Таков по своей основной сущности совершенный актёр — актёр-артист, актёр-воплотитель.
В целях построения этого четвёртого типа мне необходимо сопоставить актёра-изобразителя с актёром-воплотителем в направлении, на которое ещё не было обращено должного внимания.
В основе творчества актёра-изобразителя мною вскрыта функция самосозерцания.
В основе творчества актёра-воплотителя — функция самозабвения.
Самосозерцание — функция типично эстетического порядка. Человек, живущий самосозерцанием, относится к себе со стороны, как к противостоящему себе художественному произведению. Он живет и творит в раздвоении на себя-творца и на себя-творение.

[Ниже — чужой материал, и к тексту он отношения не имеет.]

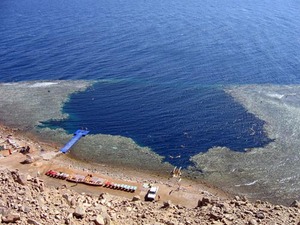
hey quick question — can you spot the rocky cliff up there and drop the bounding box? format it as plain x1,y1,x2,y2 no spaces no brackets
0,169,299,225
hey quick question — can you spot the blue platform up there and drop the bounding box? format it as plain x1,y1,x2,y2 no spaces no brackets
60,129,90,154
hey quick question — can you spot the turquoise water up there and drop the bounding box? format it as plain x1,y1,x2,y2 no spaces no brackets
1,0,300,166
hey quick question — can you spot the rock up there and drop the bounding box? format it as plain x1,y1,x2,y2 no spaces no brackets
55,214,61,220
165,219,178,225
217,202,231,213
248,219,258,225
0,200,6,207
0,206,9,216
70,198,77,207
221,218,232,225
255,200,262,204
99,193,112,202
94,214,105,225
197,197,210,207
22,205,31,213
274,205,281,210
73,205,86,219
26,175,33,181
11,170,26,185
64,218,71,225
290,200,300,208
132,195,141,201
212,221,223,225
27,218,41,225
209,212,221,220
234,196,241,201
21,155,35,164
0,164,299,225
1,213,20,223
63,193,73,205
241,196,248,202
39,182,45,192
223,214,234,221
109,212,117,221
163,200,173,208
110,221,119,225
255,212,265,219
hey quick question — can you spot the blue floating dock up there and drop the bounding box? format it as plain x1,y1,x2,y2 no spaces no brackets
60,129,90,154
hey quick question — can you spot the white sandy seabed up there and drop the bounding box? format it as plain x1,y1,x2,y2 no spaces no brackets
0,80,299,204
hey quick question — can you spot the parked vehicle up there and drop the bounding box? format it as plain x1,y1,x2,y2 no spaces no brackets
146,186,159,201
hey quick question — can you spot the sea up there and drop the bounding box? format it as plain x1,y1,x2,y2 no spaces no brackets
0,0,300,168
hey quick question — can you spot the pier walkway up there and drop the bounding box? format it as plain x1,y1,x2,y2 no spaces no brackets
60,129,89,153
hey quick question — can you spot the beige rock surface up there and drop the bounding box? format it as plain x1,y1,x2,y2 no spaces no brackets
0,169,299,225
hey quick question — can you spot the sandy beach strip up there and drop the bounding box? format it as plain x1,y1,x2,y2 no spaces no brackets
0,123,230,208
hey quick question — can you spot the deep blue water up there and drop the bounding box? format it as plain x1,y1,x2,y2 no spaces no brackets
43,81,270,167
1,0,300,166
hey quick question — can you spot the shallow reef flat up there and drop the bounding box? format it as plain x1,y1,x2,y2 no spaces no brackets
0,80,91,129
1,81,300,204
191,85,300,204
0,80,172,174
39,128,172,173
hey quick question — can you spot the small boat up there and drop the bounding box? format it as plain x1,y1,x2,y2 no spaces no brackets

Самозабвение же — функция порядка уже мистического. В самозабвении преодолевается самосозерцание и его основа — самораздвоение. Человек, живущий самозабвенно, живет целостно; воспринимается нами живущим не в эстетической категории субъект-объектного дуализма, но в мистической категории тождества.

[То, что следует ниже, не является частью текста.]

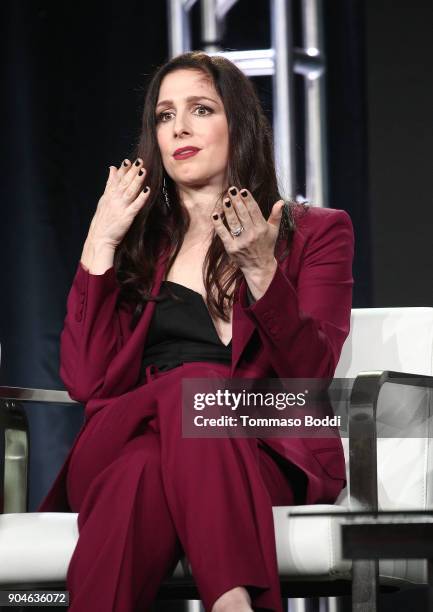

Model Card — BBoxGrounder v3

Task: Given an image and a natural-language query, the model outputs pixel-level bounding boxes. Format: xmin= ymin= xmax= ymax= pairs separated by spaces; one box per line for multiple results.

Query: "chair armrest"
xmin=349 ymin=370 xmax=433 ymax=511
xmin=0 ymin=387 xmax=77 ymax=404
xmin=0 ymin=387 xmax=78 ymax=513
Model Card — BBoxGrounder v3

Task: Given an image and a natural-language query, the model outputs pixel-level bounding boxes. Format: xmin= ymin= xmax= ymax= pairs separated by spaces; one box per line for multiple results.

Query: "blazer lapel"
xmin=101 ymin=251 xmax=170 ymax=397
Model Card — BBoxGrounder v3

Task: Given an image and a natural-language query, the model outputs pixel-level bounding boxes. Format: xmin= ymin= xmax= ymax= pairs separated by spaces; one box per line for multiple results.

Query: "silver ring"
xmin=230 ymin=225 xmax=244 ymax=237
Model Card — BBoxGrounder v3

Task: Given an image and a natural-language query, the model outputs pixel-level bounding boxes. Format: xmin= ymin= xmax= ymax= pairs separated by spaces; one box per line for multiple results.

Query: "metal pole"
xmin=168 ymin=0 xmax=194 ymax=57
xmin=201 ymin=0 xmax=222 ymax=52
xmin=301 ymin=0 xmax=328 ymax=206
xmin=271 ymin=0 xmax=296 ymax=199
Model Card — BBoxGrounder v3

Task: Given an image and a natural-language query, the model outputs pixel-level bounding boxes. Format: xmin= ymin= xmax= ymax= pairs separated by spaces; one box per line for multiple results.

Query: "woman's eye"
xmin=193 ymin=104 xmax=212 ymax=116
xmin=157 ymin=111 xmax=173 ymax=122
xmin=156 ymin=105 xmax=212 ymax=123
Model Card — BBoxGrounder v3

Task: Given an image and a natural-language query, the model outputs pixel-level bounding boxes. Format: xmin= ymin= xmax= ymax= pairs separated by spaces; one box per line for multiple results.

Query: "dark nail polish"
xmin=212 ymin=213 xmax=219 ymax=220
xmin=135 ymin=159 xmax=140 ymax=166
xmin=138 ymin=169 xmax=144 ymax=176
xmin=123 ymin=160 xmax=129 ymax=166
xmin=143 ymin=186 xmax=149 ymax=193
xmin=240 ymin=189 xmax=248 ymax=197
xmin=229 ymin=187 xmax=237 ymax=196
xmin=224 ymin=199 xmax=231 ymax=208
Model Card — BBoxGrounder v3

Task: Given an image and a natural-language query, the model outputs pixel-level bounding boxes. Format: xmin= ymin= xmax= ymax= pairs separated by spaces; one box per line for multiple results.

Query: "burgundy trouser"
xmin=66 ymin=362 xmax=296 ymax=612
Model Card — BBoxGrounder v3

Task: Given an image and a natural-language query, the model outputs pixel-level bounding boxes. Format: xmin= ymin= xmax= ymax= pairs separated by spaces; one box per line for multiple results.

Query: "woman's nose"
xmin=173 ymin=111 xmax=191 ymax=137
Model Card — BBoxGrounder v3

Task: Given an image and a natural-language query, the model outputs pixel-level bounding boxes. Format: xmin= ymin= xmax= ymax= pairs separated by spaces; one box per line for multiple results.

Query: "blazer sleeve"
xmin=238 ymin=208 xmax=354 ymax=378
xmin=59 ymin=262 xmax=123 ymax=402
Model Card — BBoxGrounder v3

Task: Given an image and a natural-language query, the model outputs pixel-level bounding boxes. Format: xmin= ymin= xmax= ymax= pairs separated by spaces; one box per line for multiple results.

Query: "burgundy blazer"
xmin=39 ymin=204 xmax=354 ymax=512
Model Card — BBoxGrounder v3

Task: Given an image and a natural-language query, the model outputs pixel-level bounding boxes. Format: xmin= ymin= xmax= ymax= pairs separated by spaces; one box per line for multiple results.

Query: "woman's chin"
xmin=175 ymin=174 xmax=212 ymax=189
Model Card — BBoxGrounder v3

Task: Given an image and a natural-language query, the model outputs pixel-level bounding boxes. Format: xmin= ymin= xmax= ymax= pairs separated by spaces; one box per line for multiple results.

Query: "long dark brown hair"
xmin=115 ymin=51 xmax=297 ymax=330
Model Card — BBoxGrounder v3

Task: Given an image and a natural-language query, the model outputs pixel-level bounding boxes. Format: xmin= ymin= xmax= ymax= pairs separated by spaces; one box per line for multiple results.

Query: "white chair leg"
xmin=288 ymin=598 xmax=308 ymax=612
xmin=186 ymin=600 xmax=204 ymax=612
xmin=322 ymin=597 xmax=342 ymax=612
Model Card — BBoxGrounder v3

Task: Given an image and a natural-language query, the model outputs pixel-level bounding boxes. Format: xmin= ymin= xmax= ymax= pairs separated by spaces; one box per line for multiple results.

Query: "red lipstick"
xmin=173 ymin=147 xmax=200 ymax=160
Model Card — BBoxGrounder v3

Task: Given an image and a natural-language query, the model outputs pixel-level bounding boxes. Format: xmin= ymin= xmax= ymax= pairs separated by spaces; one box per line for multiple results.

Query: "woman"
xmin=39 ymin=51 xmax=354 ymax=612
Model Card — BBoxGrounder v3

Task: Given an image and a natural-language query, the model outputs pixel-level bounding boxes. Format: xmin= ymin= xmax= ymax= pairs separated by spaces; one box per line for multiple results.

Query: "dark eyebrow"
xmin=155 ymin=95 xmax=219 ymax=110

Это значит, что актёр высшего типа, актёр-воплотитель, является носителем сознания не только эстетического, но в каком-то смысле уже и мистического, что в высоком сценическом искусстве неизбежно присутствуют сверх эстетические элементы, что в театре всё ещё живы его древние воспоминания.
Косвенно вырастающее из всего сказанного определение мистики, вернее мистических переживаний, как переживаний самозабвенного отождествления души с предметом своего переживания, является, конечно, определением предварительным и явно недостаточным. Если верно, что всякое мистическое переживание представляет по своей психологической структуре самозабвенное погружение в предмет, доходящее до полного отождествления с ним, то отнюдь не верно, конечно, что отождествление с любым предметом может быть правомерно названо мистическим переживанием, мистикой.
Та мистика, которая наблюдается в актёрской игре, как только она (игра) перерастает мастерство актёра-изобразителя, может быть отчетливо определена через её противоположение, с одной стороны, всяческой мистификации, которая получается, когда душа человека самозабвенно отдается своим только субъективным химерическим иллюзиям и галлюцинациям, с другой же — мистике положительного религиозного знания, т.е. в сущности религии, в которой душа человека самозабвенно сливается с Богом; в современных условиях при наличии церкви эта верховная мистика не может, конечно, составлять вожделения театра.
Мистика как специфический момент современного театрального искусства правомерна, таким образом, лишь постольку, поскольку она больше, чем иллюзия, и меньше, чем религия.
Актёр-воплотитель, самозабвенно сливающийся с образами автора как со своими собственными видениями, и с этими своими видениями как с образами своего собственного «я», играющий в состоянии полного отождествления с исполняемыми образами и вызывающий тем самым столь же полное отождествление зрителя и себя, таит в себе как бы первую потенцию театральной мистики.
Но в театре возможна и вторая потенция.
Существуют актёры, которые должны быть названы мистиками не только по методу своей игры, не только на основании присущего им дара самозабвенного отождествления с исполняемыми образами, но и по всей своей артистической субстанции, по присущему им дару пророчества, дару проповеди сквозь все исполняемые образы какой-то своей безобразной тайны.